Our first software project. The idea was simple: give the brands we worked with a feeling of being in the room with us. They could listen in on live calls, watch communication happen in real time, and see performance metrics as they unfolded.

It wasn't a customer-service app yet — it was a window into one. And it taught us everything we needed to know about how support actually works.

Atender Core — the original 2019 product, with the ATENDER core wordmark and a live conversation panel
2020 – 2021Chapter 2

Building our own stack

By 2020 we'd tried everything. Zendesk, Intercom, the lot. Each one promised flexibility and delivered the opposite. Integrations broke under the way we worked. Customers got tied to one vendor's roadmap. Agents lost minutes per ticket switching between tools that didn't talk to each other.

So we stopped. We decided to build the full stack ourselves, with one rule: we'd still integrate with anything our customers wanted — but they would never be tied to ours.

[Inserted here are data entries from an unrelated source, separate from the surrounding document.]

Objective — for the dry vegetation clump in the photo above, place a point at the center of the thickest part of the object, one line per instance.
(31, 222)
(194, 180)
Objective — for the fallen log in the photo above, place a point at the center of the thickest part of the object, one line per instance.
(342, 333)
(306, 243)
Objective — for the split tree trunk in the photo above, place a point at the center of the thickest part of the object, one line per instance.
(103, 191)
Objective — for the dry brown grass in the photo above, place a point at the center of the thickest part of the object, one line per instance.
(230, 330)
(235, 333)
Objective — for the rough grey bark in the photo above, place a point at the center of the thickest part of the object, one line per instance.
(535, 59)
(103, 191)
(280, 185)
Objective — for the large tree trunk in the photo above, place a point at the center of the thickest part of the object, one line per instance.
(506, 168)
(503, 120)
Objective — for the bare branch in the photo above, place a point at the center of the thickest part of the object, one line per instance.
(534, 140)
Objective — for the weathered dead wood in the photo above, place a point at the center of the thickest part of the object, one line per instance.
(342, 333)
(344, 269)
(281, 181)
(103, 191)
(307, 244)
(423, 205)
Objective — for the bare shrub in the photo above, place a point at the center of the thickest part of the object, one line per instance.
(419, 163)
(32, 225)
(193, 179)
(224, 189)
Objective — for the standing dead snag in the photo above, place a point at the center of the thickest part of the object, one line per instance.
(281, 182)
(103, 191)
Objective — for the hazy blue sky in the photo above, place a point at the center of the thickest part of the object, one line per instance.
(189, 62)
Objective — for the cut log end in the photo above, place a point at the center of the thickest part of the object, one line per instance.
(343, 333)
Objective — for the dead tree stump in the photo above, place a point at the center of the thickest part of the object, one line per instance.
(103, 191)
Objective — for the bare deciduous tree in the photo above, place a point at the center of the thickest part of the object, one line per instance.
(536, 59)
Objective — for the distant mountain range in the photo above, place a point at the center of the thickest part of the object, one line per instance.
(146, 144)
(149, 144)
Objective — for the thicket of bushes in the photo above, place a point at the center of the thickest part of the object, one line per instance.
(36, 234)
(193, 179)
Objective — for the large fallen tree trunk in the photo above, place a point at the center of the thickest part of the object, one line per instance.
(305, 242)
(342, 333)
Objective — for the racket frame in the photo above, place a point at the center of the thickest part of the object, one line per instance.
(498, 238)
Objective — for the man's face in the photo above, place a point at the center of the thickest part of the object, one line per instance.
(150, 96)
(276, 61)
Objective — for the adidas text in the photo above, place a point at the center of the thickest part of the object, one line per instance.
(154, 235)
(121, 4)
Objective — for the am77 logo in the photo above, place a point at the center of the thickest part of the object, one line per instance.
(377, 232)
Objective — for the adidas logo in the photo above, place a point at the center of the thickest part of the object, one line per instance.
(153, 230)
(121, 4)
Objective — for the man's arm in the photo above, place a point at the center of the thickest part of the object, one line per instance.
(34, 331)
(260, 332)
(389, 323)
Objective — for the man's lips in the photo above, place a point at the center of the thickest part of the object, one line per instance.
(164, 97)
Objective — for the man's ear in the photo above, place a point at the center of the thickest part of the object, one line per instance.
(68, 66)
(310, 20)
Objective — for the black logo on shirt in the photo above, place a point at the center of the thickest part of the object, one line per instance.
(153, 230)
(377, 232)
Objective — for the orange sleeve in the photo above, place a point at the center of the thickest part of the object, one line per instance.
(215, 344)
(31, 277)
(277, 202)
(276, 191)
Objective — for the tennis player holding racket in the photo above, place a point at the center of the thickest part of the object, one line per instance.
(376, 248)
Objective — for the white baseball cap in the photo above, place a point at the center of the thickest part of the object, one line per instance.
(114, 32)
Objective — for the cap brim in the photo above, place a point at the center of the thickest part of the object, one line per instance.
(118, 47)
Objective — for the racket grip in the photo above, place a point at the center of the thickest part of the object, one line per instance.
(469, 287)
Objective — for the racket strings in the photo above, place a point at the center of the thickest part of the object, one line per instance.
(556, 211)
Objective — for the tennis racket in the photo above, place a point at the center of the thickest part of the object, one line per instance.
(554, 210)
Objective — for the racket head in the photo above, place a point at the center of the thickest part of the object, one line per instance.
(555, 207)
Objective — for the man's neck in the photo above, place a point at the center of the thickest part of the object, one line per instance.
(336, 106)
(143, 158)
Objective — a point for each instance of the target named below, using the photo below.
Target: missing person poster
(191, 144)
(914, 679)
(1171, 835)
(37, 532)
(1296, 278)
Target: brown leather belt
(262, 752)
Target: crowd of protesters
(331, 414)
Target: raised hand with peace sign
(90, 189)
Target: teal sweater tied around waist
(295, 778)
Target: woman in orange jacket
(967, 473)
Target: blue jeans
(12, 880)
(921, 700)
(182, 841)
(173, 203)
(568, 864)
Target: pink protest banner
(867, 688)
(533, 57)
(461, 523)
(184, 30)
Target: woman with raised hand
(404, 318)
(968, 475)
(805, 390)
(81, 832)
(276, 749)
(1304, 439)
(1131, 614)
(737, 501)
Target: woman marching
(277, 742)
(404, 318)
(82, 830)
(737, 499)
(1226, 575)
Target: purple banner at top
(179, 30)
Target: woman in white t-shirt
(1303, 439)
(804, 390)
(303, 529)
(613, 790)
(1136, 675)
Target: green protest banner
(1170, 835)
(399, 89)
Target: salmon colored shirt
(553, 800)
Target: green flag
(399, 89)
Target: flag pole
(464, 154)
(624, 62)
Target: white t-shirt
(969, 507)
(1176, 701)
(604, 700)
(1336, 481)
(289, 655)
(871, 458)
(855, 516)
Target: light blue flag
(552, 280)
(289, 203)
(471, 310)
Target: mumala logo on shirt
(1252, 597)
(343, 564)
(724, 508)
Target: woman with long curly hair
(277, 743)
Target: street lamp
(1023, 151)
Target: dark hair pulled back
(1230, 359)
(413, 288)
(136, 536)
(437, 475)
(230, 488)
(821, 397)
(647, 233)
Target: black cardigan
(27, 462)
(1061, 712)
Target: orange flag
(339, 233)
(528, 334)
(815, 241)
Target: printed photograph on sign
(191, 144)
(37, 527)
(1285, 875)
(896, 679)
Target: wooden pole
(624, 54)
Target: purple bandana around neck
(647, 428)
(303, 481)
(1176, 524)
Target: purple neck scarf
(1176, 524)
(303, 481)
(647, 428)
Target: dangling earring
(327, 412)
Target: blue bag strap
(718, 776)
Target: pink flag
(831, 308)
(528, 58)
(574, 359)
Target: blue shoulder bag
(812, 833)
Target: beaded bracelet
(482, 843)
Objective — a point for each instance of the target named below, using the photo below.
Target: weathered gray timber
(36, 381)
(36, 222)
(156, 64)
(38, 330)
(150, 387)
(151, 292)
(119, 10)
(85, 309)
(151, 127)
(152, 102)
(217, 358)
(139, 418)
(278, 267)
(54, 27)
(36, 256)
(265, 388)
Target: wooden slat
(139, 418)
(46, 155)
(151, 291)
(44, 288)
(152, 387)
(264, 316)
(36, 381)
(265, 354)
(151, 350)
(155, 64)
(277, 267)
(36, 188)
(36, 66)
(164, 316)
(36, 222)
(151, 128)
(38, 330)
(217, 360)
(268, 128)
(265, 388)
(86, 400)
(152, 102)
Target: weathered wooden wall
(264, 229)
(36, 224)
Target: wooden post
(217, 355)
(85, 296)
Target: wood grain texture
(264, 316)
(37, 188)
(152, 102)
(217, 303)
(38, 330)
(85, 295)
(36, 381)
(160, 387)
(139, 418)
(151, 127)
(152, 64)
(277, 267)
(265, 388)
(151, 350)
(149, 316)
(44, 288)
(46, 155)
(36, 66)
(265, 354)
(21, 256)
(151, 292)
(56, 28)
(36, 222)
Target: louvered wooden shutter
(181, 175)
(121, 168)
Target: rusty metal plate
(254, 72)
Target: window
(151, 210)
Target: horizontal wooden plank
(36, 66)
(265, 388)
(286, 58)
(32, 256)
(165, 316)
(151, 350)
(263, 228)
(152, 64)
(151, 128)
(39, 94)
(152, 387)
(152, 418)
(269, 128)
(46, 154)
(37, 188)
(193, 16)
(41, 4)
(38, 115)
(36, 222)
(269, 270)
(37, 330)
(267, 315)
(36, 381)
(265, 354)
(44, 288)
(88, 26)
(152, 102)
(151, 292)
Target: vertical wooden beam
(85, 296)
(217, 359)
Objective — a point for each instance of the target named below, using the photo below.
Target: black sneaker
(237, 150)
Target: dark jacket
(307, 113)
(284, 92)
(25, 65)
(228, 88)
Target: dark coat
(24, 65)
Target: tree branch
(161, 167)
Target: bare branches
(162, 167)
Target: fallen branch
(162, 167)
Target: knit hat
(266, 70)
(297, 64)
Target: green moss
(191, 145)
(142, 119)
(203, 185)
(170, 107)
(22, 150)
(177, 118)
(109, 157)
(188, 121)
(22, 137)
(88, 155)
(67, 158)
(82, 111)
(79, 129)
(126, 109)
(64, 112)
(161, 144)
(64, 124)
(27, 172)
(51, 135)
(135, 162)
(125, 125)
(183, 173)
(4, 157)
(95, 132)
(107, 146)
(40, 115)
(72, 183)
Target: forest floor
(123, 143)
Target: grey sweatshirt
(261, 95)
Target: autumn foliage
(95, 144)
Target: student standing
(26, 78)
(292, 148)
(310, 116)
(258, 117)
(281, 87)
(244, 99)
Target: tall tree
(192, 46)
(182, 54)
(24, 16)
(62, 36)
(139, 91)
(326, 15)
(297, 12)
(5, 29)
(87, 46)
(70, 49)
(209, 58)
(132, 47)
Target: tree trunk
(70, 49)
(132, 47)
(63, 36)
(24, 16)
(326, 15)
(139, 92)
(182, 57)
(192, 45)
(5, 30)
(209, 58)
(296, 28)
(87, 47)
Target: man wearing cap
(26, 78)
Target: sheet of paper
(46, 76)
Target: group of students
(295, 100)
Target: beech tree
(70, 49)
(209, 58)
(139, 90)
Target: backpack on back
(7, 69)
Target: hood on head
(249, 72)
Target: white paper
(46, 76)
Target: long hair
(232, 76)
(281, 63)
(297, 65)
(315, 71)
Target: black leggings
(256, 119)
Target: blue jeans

The first version of the Atender app launched in early 2021. Simple, fast, and with one obsession: usability. We were tired of customer-service apps with fifty things to focus on at once. So we threw it all out and carefully decided what was worth putting back.

“We threw everything out — then carefully decided what was worth putting back.”
Atender v2 inbox — Active / Snoozed / Done tabs over a list of conversations
Atender v2 conversation thread — system reply and email conversation history
2022 – 2023Chapter 3

Seeing AI coming

By 2022 the timeline had moved. AI was coming faster than anyone in the industry was admitting. v1 was working — but it wasn't built for what was about to arrive.

So we kept v1 running and started v2 from scratch. A new foundation, built for scale and for the kinds of inputs and connections AI would demand.

Mid-2023, v2 went live. To users it looked like a design refresh and smoother onboarding. Underneath it was a different machine — and the first version of Atender to ship AI tools inside the app itself.

2024 – early 2026Chapter 4

Building for AI

Late 2024, the same realisation hit again — only louder. AI wasn't just changing what tools could do. It was changing what platforms needed to be.

We started v3 with a different premise: the platform itself had to be flexible. API-first, built for the way AI agents now plug into tools, engineered so a new integration takes a day instead of a quarter. If a customer needs Amazon connected today, we ship it tomorrow — same day, when it matters.

In early 2026, v3 went live with our first customer. It's the platform we lean on now, and the one we'll keep building on.

Atender v3 — the current platform's analytics overview

The platform was built for what we couldn't quite predict — and that's the point.

Whatever comes next — in voice, in text, in agents — we have ground to build on.